When two of us spoke privately with a teacher at a Bolívarian elementary school, she said there were so few of these in the area that this one was besieged with applicants. Named for Venezuela's independence leader, Simón Bolívar, these schools have programs that are particularly advantageous for children of poor families. Unlike other schools, they have all-day classes that allows parents to hold down jobs.

No one could accuse Caracas, where our tour started, of being a Potemkin village. The warnings of our group organizers about crime were more than perfunctory; the city has by many accounts experienced a surge of crime in recent years that makes it inadvisable to walk anywhere after dark.
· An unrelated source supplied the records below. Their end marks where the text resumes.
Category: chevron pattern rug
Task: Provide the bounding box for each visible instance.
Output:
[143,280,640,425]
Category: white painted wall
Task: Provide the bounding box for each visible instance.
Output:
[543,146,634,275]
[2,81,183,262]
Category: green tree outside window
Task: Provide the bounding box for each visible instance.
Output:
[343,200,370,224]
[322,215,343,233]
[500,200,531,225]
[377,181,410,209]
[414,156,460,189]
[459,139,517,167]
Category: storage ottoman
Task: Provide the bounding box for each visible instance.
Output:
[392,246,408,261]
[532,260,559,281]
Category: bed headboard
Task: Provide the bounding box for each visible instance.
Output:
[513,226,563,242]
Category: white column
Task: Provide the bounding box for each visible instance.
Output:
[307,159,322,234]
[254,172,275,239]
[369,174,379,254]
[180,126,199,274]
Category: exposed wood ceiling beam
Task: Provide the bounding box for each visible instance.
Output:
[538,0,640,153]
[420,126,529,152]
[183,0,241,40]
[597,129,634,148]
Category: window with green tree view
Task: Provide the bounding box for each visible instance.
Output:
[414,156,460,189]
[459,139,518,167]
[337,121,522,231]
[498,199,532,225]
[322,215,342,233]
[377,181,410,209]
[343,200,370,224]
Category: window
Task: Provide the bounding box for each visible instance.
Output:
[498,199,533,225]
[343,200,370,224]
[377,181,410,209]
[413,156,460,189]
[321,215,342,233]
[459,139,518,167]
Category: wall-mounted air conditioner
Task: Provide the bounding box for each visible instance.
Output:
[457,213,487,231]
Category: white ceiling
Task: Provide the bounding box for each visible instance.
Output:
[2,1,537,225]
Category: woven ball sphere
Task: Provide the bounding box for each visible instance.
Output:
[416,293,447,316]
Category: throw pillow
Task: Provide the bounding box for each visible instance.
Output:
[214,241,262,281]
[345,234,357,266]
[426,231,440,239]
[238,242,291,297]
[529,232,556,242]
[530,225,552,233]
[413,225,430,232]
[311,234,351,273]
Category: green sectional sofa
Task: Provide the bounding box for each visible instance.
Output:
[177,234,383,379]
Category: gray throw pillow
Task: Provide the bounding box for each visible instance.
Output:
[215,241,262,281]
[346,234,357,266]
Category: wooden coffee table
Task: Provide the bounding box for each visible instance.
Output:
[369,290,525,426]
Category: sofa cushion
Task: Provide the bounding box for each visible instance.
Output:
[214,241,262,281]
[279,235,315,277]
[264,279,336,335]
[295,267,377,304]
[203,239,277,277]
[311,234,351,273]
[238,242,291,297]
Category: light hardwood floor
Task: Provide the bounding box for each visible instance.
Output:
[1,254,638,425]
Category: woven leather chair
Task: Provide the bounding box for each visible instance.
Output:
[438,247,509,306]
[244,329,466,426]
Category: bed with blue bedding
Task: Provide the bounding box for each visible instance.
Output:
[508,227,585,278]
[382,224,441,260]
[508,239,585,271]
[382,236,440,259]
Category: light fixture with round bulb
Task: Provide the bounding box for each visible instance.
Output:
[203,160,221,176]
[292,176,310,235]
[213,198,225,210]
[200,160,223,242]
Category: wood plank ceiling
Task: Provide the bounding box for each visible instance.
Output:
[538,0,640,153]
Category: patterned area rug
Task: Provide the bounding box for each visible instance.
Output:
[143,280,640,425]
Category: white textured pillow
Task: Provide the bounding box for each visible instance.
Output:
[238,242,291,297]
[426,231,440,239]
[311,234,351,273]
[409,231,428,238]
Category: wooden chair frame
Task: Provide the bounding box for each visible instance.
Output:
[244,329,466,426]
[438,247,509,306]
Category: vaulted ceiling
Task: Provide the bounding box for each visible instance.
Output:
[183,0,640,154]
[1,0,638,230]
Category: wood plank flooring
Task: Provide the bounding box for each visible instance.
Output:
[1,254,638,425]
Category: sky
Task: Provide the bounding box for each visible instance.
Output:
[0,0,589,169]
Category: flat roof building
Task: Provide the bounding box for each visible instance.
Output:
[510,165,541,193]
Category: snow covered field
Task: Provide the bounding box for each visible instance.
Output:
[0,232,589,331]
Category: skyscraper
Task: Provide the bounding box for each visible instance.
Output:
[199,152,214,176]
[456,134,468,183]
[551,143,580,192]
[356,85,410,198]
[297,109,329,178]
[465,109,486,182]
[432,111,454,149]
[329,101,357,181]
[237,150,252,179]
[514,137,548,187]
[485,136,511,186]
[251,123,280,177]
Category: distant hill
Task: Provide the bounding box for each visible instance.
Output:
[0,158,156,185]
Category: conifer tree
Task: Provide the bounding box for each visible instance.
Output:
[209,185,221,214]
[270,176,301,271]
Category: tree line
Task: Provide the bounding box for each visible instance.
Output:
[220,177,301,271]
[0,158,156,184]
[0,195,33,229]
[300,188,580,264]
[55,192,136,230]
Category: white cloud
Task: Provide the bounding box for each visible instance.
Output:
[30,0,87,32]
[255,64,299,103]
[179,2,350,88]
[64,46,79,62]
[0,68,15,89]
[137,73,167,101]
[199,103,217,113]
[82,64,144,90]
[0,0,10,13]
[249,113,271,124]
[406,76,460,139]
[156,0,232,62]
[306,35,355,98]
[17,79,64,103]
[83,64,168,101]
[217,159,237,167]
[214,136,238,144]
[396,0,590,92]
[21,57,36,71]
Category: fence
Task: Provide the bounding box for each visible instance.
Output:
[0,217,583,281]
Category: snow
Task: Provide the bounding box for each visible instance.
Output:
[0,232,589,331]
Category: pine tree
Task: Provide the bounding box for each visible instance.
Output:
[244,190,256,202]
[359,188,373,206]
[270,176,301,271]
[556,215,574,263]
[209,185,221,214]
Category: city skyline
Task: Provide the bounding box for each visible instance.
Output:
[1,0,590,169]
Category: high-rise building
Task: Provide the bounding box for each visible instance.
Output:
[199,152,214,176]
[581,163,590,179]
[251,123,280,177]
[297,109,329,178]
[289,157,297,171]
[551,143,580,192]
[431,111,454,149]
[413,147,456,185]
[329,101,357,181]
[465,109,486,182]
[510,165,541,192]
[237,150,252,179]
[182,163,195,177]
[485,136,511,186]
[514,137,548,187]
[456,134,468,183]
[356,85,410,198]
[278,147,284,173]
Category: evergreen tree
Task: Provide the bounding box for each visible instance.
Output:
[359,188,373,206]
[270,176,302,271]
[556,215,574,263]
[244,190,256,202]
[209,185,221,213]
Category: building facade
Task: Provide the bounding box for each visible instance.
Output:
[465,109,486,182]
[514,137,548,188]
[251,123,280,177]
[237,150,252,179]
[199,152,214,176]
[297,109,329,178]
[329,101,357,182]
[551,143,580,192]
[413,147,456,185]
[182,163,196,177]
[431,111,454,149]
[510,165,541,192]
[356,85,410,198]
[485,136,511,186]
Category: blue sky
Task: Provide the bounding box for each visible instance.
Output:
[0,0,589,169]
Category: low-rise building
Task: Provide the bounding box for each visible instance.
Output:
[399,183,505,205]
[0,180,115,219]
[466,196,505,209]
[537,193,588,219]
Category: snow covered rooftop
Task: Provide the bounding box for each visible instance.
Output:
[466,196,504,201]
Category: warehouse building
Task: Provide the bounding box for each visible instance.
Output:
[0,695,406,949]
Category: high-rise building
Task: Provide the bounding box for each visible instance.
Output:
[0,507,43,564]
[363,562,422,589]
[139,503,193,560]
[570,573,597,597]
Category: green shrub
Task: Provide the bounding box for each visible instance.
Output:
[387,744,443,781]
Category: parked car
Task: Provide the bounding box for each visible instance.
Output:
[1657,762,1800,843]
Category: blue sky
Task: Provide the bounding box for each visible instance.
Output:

The day before I arrived, one Global Exchange group leader was confronted by a teenage boy who threatened to pull a gun. The next day this group leader and I were walking on a crowded downtown street during the afternoon rush hour when a young man jumped me from behind and attempted, unsuccessfully, to pry my mobile phone out of my pants pocket. When I shouted for help, none of the dozens of passersby around me responded.

After the initial days of drawn-out meetings, it was a pleasure to go to the tiny, picturesque town of Curiepe to experience the three-day San Juan Festival, the biggest annual celebration of the descendents of Africans brought to the country as slaves. A remarkably colorful event with hardly any tourists to see it, the festival commemorates the three days around the summer solstice when Venezuelan slaves, forced otherwise to work seven days a week, were given a brief vacation. It's a lively -- sometimes too lively, given the amount of alcohol consumed -- mixture of Catholic prayer, pagan rituals, frenzied drum playing and wild dancing with heavily sexual connotations.

On the way back to the Caracas airport, the jarring reality of Venezuela today -- a country with enough turmoil and confusion to make any predictions about its future perilous -- once again interceded. Because the main road had huge traffic jams, my driver took side roads to save time. One of these roads was blocked with barricades manned by several young men, who wouldn't let cars pass without a contribution for "road maintenance." Just as with Cuba, there would be plenty for any tourist to talk about back at home.